Mirror Embroidery: This form of embroidery finds its origin during the 13th century in Persia. Mirror work is always coupled with other forms of embroidery using different size and shaped mirrors as embellishments. This art is specially practiced in the Indian states of Gujarat, Rajasthan and Orissa. Usually vibrant colored threads are used in this form of embroidery like red, green, blue, yellow, black, maroon among others. This art is done by machine as well as hand. However, the latter is more costly and time consuming. It is usually used on ethnic garments as well as on Indo-western outfits and is fast gaining popularity in the west as well. The art is also used to embellish cushion covers, purses, bed sheets, curtains, wearable garments, wall hangings, decorative items, laces, etc.
Kantha Embroidery: The kantha embroidery is widely practiced in West Bengal. This embroidery uses a running stitch and is used to decorate quilts, bed sheets, blankets, saris, salwar suits, stoles, napkins, etc. Patterns like human beings, animals, flowers, geometric designs and mythological figures are usually created with this kind of embroidery. The different types of Kantha include Sujani kantha, Durjani kantha, Lep kantha, Archilata kantha, Rumal kantha and Oaar kantha.

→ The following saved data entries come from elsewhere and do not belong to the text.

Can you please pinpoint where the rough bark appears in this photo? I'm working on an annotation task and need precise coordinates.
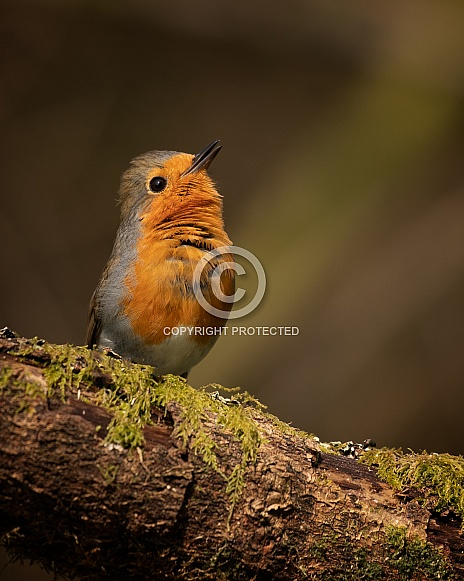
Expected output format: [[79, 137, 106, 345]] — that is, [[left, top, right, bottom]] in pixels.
[[0, 332, 462, 580]]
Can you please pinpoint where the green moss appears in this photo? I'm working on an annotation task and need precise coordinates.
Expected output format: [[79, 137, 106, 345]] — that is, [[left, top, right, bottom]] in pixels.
[[385, 526, 454, 580], [308, 527, 453, 581], [97, 463, 120, 486], [3, 338, 264, 505], [207, 542, 249, 581], [308, 539, 329, 561], [0, 361, 50, 411], [345, 547, 383, 580], [263, 409, 315, 440], [147, 381, 262, 506], [0, 367, 14, 391], [362, 447, 464, 525]]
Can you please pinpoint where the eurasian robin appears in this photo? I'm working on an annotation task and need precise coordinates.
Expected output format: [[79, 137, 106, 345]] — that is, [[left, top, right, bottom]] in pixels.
[[86, 140, 235, 377]]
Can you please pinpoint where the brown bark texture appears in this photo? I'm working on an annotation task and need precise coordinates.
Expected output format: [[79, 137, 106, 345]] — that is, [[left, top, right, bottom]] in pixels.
[[0, 332, 463, 580]]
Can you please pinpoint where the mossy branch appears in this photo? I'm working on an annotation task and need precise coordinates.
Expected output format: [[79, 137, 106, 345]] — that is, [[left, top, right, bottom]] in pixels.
[[0, 331, 463, 580]]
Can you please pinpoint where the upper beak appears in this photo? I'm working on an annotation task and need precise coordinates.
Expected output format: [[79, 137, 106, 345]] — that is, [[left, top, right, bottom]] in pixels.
[[181, 140, 222, 176]]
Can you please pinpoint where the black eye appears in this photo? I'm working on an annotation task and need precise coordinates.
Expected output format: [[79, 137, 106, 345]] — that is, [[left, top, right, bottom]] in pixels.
[[149, 176, 167, 193]]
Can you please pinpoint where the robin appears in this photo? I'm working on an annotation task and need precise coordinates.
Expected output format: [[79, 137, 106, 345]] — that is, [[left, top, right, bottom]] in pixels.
[[86, 140, 235, 377]]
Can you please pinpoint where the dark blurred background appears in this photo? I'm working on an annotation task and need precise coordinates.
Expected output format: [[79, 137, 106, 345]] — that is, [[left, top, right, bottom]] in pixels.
[[1, 0, 464, 576]]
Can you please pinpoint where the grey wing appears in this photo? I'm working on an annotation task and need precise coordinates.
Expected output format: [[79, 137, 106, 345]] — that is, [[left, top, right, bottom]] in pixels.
[[86, 288, 102, 348]]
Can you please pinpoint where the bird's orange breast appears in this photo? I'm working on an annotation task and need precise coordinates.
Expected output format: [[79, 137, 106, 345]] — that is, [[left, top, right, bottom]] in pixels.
[[122, 192, 234, 346]]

Chikankari Embroidery: This embroidery is popular in the city of Lucknow, Uttar Pradesh in India. In the earlier days, this embroidery was on muslin cloth with white thread. Modern Chikankari however is done on various fabrics including cotton, linen nylon, georgette, chiffon and synthetic fabrics. Even curtains, bed sheets, table cloths, pillow covers and cushion covers are tastefully decorated with this type of embroidery. Usually floral motifs are popular in this art work. The various stitches used in this kind of embroidery include chain stitch, buttonhole stitch, French knots and running stitch. The three main types of Chikankari stitches include Jali work, Flat stitches, and Embossed stitches. This embroidery is highly favored and in demand in the western countries.

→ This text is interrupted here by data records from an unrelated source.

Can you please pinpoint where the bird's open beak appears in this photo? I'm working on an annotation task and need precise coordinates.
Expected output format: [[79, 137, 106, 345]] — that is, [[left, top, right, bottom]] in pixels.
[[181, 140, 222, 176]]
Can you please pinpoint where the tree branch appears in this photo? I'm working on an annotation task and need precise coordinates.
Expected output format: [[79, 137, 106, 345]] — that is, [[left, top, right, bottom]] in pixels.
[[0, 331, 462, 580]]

Banjara Embroidery: Banjaras are mainly the tribal communities of India who have developed a typical embroidery style characteristic of their cultures, traditions and tastes. The distinct feature of their embroidery is mirror work and/or bead work. Shells and other colorful threads are also incorporated as embellishments. The most common creations of this embroidery include ghagras, (traditional skirt like attire), blouses, men’s jackets, bags, bed covers, wall hangings, belts and other décor items.
Kashmiri Embroidery: This style of embroidery is also called “Kashida” is common to the state of Kashmir and uses different embroidery stitches to create patterns of flowers, creepers and chinar leaves, mango etc. Generally a cool color like white or crème is taken as the base cloth in wool or cotton.

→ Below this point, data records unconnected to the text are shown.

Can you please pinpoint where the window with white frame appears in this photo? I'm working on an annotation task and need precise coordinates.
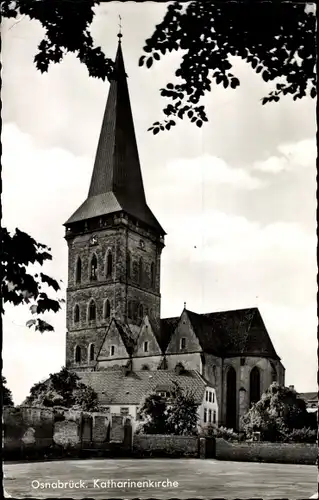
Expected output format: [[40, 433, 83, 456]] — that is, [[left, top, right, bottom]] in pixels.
[[212, 392, 215, 403], [208, 409, 212, 423], [143, 341, 149, 353], [205, 390, 208, 401], [213, 410, 216, 424], [110, 345, 115, 356], [204, 408, 207, 423], [209, 391, 212, 402]]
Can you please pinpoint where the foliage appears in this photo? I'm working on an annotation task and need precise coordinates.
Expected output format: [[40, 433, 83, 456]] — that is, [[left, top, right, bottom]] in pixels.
[[166, 382, 199, 435], [241, 383, 317, 442], [138, 393, 168, 435], [1, 228, 64, 332], [2, 376, 14, 406], [139, 382, 199, 436], [24, 367, 100, 411], [282, 427, 317, 444], [200, 423, 239, 441], [2, 1, 316, 134]]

Phulkari Embroidery: This type of embroidery essentially comprises of floral motifs and is traditional art embroidery of Punjab. Veils or “dupattas”, home furnishings specially wall hangings, sofa covers and other soft furnishings are decorated with style of embroidery. The history of this embroidery style can be traced back to 2000 years back. Usually it is done on khadi cloth using the silk floss yarn called ‘pat’.